Skilled migrants key to easing tech crunch: Rowland
Westpac chief financial officer Michael Rowland says reopening Australia to foreign workers is critical to easing the skills crunch in technology and transformation roles, claiming traditional labour pools were running dry after almost two years of the international border being closed.
Speaking alongside other business leaders at The Australian Financial Review's CFO Live Summit yesterday, Mr Rowland said the bank often recruited from the big accounting and consulting firms “but they’ve pretty much got to the bottom because they tend to bring their folks from overseas and that’s stopped”.
“So, I think that will make a big difference when skilled migration is allowed to re-enter the country. We’re starting to see that as a real problem at the moment,” he said.
Mr Rowland said two areas of the labour market were particularly tight: finance transformation experts who “take long and detailed process and digitise and automate them”, plus people with “broader digital skills across the value chain”. He said the bank was focused on retaining talent through “monetary awards” but also training and career opportunities, plus looking at upping intake via its graduate recruitment program and partnering more.
“But I think that’s going to be the big bottleneck going forward – getting those what I call finance transformation skills, I think they’re really hard to find in the market at the moment,” he said.
Suncorp Group CFO Jeremy Robson agreed, saying “without doubt it is a tighter market for some of these sorts of skill sets".
The comments come after the federal government last week paused the border reopening following the emergence of the Omicron COVID variant, forcing international skilled workers and students, as well as humanitarian, working holiday makers and provisional family visa holders, to wait until at least December 15.
Mr Rowland said the crunch on labour supply was boosting wages inflation for “specialist skills”, but “not so much across the board”. Mr Robson added “there is certainly elements of inflation in there which is sort of difficult to correlate with where average weekly earnings growth is across the country”.

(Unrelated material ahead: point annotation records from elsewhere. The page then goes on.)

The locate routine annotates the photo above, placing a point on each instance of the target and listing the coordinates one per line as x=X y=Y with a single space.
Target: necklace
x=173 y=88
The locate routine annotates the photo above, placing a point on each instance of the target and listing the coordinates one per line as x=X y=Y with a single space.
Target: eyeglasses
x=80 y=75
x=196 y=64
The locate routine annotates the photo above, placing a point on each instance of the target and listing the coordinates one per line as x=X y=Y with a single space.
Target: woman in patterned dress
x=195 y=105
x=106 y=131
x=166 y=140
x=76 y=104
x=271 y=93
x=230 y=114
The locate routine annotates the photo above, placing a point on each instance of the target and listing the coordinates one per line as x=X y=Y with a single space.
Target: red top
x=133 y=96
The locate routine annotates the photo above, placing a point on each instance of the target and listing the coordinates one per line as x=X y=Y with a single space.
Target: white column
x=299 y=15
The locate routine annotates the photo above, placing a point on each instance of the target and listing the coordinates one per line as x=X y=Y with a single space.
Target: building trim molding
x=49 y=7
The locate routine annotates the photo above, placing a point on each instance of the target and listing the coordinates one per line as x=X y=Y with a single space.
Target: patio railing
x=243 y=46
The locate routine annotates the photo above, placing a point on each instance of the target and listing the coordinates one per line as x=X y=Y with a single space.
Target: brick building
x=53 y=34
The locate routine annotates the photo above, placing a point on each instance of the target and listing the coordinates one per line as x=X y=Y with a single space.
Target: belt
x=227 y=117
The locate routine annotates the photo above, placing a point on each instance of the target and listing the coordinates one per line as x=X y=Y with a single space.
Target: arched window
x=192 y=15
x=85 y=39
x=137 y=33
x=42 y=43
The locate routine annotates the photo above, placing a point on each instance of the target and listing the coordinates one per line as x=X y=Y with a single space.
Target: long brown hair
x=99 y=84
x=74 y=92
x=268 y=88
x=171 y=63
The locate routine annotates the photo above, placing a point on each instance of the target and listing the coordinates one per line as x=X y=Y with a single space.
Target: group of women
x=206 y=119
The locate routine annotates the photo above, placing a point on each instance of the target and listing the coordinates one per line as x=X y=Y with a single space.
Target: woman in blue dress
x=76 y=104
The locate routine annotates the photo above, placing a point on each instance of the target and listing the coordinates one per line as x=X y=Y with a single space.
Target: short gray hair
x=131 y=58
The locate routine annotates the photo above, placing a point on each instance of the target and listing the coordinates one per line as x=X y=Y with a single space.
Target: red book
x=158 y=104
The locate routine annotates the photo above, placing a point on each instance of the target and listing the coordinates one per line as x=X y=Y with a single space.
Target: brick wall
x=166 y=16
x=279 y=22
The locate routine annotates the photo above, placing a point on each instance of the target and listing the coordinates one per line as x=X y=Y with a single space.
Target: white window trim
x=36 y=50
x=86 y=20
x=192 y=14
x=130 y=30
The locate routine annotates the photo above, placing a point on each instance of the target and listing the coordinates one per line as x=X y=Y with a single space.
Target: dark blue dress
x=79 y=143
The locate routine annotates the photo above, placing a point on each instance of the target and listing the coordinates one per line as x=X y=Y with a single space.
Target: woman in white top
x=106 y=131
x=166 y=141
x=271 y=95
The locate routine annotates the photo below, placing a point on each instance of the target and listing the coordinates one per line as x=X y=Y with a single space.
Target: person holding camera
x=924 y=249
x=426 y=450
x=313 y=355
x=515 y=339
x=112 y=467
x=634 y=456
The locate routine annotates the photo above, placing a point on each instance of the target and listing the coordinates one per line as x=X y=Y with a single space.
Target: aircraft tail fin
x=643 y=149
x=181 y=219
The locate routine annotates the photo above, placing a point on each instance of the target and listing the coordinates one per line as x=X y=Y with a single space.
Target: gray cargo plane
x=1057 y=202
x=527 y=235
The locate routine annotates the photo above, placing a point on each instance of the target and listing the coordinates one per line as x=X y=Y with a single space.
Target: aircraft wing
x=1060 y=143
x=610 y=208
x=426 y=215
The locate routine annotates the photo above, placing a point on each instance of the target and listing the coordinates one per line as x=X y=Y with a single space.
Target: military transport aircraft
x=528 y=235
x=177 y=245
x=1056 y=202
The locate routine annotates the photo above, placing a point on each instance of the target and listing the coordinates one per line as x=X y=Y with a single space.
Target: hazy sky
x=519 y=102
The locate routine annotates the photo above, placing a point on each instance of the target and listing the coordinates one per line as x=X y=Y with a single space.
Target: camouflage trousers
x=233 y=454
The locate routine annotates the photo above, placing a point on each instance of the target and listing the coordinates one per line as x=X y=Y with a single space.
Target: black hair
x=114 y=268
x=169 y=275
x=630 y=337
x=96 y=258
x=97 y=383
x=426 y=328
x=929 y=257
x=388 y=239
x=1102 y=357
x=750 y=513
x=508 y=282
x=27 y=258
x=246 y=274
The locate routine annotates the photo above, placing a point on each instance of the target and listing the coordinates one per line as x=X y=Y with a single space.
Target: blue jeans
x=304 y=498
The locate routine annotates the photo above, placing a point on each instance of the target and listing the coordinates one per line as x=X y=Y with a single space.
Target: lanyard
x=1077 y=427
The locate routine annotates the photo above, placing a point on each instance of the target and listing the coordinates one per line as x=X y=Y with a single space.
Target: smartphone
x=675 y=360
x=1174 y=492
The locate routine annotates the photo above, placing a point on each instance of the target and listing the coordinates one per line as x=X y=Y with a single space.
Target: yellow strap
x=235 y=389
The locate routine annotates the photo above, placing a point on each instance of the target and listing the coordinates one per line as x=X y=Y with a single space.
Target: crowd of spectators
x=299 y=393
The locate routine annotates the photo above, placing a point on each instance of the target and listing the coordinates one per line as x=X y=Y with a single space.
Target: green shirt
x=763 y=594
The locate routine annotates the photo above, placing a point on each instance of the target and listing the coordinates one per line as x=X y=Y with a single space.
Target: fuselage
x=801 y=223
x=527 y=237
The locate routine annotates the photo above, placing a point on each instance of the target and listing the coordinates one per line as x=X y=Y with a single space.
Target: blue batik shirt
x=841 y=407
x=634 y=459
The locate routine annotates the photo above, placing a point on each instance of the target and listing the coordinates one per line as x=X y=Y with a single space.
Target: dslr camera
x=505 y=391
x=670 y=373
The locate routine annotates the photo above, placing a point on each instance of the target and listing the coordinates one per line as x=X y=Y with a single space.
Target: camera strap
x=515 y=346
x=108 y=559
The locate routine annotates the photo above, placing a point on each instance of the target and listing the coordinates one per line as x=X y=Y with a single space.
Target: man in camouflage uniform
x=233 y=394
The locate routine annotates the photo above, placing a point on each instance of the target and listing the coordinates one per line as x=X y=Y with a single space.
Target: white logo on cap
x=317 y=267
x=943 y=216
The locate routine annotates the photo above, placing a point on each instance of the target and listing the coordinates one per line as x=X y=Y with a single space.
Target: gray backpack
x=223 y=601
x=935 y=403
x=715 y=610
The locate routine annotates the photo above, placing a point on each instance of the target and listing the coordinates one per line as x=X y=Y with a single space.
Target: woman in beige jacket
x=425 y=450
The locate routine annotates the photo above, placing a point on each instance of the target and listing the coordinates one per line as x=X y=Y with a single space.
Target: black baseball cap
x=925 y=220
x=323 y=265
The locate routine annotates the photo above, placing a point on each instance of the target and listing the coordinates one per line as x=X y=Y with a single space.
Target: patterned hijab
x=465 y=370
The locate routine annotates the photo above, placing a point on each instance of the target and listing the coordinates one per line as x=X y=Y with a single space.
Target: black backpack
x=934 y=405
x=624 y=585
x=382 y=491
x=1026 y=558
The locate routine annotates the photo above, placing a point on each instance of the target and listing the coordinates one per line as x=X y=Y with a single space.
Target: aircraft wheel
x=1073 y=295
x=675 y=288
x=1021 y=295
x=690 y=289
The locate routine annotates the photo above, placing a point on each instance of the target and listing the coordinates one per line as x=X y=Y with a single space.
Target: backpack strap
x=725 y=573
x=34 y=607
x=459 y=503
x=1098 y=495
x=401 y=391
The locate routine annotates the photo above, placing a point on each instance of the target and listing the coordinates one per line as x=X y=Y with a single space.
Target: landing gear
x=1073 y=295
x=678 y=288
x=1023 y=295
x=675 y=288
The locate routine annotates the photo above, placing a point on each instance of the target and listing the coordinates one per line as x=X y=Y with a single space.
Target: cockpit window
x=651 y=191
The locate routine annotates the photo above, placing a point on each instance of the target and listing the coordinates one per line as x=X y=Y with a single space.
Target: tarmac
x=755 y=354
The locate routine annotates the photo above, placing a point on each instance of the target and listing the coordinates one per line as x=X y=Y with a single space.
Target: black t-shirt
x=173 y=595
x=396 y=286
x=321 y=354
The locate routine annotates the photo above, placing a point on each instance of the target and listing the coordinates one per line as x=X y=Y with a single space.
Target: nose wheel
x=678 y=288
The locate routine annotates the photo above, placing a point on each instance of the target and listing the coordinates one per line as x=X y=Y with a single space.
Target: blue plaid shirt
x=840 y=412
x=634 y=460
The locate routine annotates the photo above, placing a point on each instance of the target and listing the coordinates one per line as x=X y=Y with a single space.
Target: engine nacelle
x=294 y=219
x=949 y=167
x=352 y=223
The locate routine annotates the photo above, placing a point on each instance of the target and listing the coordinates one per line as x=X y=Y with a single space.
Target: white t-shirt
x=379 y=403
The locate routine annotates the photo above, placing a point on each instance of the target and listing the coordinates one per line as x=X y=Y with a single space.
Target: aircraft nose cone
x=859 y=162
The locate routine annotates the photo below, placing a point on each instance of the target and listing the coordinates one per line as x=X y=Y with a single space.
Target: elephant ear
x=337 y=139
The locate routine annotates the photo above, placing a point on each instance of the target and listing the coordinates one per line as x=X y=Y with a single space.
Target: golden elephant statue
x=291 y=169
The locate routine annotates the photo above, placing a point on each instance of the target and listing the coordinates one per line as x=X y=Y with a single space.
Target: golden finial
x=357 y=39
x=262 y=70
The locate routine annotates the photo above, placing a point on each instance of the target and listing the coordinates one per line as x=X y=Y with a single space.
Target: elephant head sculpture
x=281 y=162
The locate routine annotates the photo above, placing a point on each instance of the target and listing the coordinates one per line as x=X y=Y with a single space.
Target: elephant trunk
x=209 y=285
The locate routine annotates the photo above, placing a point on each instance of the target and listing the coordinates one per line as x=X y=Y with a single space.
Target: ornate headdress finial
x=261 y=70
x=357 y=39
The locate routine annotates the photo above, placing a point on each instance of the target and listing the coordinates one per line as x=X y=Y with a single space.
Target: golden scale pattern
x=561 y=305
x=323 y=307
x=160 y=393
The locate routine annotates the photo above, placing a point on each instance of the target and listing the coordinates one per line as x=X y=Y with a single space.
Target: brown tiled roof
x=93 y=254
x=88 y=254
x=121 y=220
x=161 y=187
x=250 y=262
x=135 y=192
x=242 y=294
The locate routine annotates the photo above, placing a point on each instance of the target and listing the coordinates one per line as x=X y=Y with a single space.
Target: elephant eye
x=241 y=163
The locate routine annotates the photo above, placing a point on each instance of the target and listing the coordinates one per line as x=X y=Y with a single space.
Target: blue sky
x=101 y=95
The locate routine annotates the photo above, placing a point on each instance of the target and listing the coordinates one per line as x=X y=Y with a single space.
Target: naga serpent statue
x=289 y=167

Last week’s national accounts revealed wages growth “almost stalled” in the September quarter, according to Westpac’s economists, with total wage incomes lifting just 0.3 per cent due to weak employment growth amid lockdowns in New South Wales and Victoria. Still, according to the ABS’s separate quarterly wage price index, private sector wages lifted to an annual pace of 2.4 per cent, the fastest since early 2019, following isolated pockets of strong demand in areas including construction, and “professional, scientific and technical”.
Given higher than expected inflation in Australia and other nations, wages are key to the outlook for when central banks will start to raise official interest rates.
The economic recovery and easing COVID restrictions is also forcing employers to navigate how to juggle the rise of working from home during the pandemic with the resumption of office-based work.
Mr Rowland said Westpac’s surveys showed most staff don’t want to return to the office full time and the “hybrid” model of combining WFH with the office was allowing the bank to reduce its footprint in CBDs, already consolidating multiple locations in several cities and cutting floor space.
But he said while collaboration tools like Microsoft Teams were constantly improving and flexibility was important, so was returning to the office, noting its plan to return to corporate sites from February 1, with teams and leaders deciding the finer details of how many and which days.
“It is interesting that when we look back at what’s happened through COVID, people have coped very well at home, but generally they’re people that have been part of an established team,” he said.
“There are new people coming on all the time and we believe that it’s appropriate for them to come into the office at some point to collaborate, for development etc..”
Mr Robson expressed similar sentiments, adding companies had to “give people a reason to come into the office”.
“I think about people in my team in Sydney someone might live up on the northern beaches, it takes an hour each way on the bus to get into the office – we’ve got to give them a reason to spend that time getting into the office," he said.
“It’s got to be around collaboration, it’s got to be around things like development. We have new team members, graduates come into the team, they’ve got to have some of that face to face interaction to see how the senior leaders operate and to work on their development. So, I think it’s going to be an important part of the future, but it will just be used differently.”
A month on from the bank’s full-year results, Mr Rowland the “fix, simplify, perform” agenda was progressing and his finance team was driving “simplify” by asking teams what they needed to do to simplify businesses and then come back with targets to hit, yielding positive results.
“It’s amazing what you can do within the context of the multiple systems and legacy issues that you’ve got and that’s how we’ve done it and we think we can make significant inroads this year,” he said.